Scientists from Stanford Medicine found a common antibiotic drug could cause hearing loss.
They found a new way to purify gentamicin and reduce the risk that it will cause deafness.
The research is published in PNAS and was conducted by Alan Cheng et al.
Gentamicin is a widely used antibiotic in U.S. hospitals to treat a variety of bacterial infections.
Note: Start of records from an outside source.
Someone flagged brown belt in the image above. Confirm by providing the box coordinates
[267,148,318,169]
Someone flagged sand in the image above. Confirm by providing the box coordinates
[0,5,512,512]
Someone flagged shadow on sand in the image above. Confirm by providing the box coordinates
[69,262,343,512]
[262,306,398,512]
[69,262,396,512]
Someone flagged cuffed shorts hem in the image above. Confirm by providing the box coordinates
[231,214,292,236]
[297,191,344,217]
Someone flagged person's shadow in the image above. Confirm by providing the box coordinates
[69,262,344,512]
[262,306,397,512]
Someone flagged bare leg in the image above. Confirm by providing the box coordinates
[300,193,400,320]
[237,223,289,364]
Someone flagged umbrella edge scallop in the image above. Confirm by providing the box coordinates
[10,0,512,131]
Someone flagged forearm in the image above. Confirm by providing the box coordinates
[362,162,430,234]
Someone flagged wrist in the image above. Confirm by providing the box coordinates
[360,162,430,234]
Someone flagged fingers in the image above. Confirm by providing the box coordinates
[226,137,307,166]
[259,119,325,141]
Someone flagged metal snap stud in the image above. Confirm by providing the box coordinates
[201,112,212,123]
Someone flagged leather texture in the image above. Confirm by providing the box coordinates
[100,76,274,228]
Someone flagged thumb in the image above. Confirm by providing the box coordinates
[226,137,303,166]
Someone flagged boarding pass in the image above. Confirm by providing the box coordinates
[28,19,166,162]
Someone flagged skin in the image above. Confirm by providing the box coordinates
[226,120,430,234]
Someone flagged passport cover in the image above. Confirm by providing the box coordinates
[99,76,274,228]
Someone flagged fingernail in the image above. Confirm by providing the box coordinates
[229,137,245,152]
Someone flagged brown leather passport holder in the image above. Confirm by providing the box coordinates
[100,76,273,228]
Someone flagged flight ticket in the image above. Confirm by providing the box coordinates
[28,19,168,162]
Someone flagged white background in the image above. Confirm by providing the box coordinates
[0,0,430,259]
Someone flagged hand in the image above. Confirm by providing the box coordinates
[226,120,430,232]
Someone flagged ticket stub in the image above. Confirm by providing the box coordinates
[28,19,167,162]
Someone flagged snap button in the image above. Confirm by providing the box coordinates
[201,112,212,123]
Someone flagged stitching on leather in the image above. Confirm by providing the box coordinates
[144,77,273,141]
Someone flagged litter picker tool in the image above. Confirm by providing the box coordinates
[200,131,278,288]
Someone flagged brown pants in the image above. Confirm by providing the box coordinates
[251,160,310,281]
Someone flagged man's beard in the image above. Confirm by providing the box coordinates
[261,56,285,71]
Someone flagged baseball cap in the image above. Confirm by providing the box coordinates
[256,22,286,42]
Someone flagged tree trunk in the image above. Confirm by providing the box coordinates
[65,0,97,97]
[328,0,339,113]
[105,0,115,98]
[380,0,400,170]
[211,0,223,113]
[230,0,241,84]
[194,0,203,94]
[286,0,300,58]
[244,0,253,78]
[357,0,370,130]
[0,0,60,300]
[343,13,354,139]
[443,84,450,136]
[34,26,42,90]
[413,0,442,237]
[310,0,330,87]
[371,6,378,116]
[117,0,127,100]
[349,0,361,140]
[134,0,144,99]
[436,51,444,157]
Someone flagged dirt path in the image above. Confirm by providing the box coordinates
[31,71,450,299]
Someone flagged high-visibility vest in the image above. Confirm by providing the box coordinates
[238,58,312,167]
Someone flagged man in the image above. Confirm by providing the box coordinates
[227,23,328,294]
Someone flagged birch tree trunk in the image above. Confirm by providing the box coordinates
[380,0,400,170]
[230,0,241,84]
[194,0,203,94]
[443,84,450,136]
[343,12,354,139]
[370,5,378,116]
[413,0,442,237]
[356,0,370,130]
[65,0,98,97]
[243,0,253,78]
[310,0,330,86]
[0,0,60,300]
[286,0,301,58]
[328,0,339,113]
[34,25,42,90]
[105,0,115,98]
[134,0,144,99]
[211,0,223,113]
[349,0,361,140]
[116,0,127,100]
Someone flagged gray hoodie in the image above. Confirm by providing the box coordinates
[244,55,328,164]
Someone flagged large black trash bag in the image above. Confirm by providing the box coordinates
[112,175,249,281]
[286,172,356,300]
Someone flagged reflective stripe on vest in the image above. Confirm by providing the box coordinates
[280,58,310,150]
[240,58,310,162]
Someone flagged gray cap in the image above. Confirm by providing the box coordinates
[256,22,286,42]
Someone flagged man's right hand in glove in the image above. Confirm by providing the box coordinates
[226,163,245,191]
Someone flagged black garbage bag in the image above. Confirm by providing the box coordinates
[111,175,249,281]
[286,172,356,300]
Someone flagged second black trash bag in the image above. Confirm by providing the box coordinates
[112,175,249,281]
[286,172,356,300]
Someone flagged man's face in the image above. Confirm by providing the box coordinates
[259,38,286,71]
It’s a popular drug in developing countries because it is highly effective and inexpensive.
In the study, the team estimated that up to 20% of patients who are treated with it experience some degree of irreversible hearing loss.
They found a relatively inexpensive way to reformulate the drug, which belongs to a class of antibiotics called aminoglycosides, to be safer.
Currently, the FDA’s instructions for how to make aminoglycosides are making people go deaf.
Aminoglycosides have been in use since the 1950s. The drugs don’t need to be refrigerated, which keeps the costs of storing them low.
Despite new antibiotics, their use remains commonplace as they are cheap and potent.
The gentamicin used in hospitals today is a mixture of five different subtypes of the antibiotic grown together in the same mixture.
The mixture also includes as much as 10% impurities.
In the study, the team figured out how to chemically separate each of the subtypes so they could be tested separately. They found the least toxic subtype as C2b, and the most toxic as sisomicin.
Both C2b and sisomicin showed the same highly effective antimicrobial properties comparable to the mixture as a whole.
The researchers also found that by removing impurities from the mixture, toxicity to the ear tissue was reduced.
The researchers say that when a drug causes hearing loss, it is devastating, and it’s especially disturbing when it happens to young children, as they rely on hearing to acquire speech.
Their simple method of reformulating the drug should be put to use as soon as possible.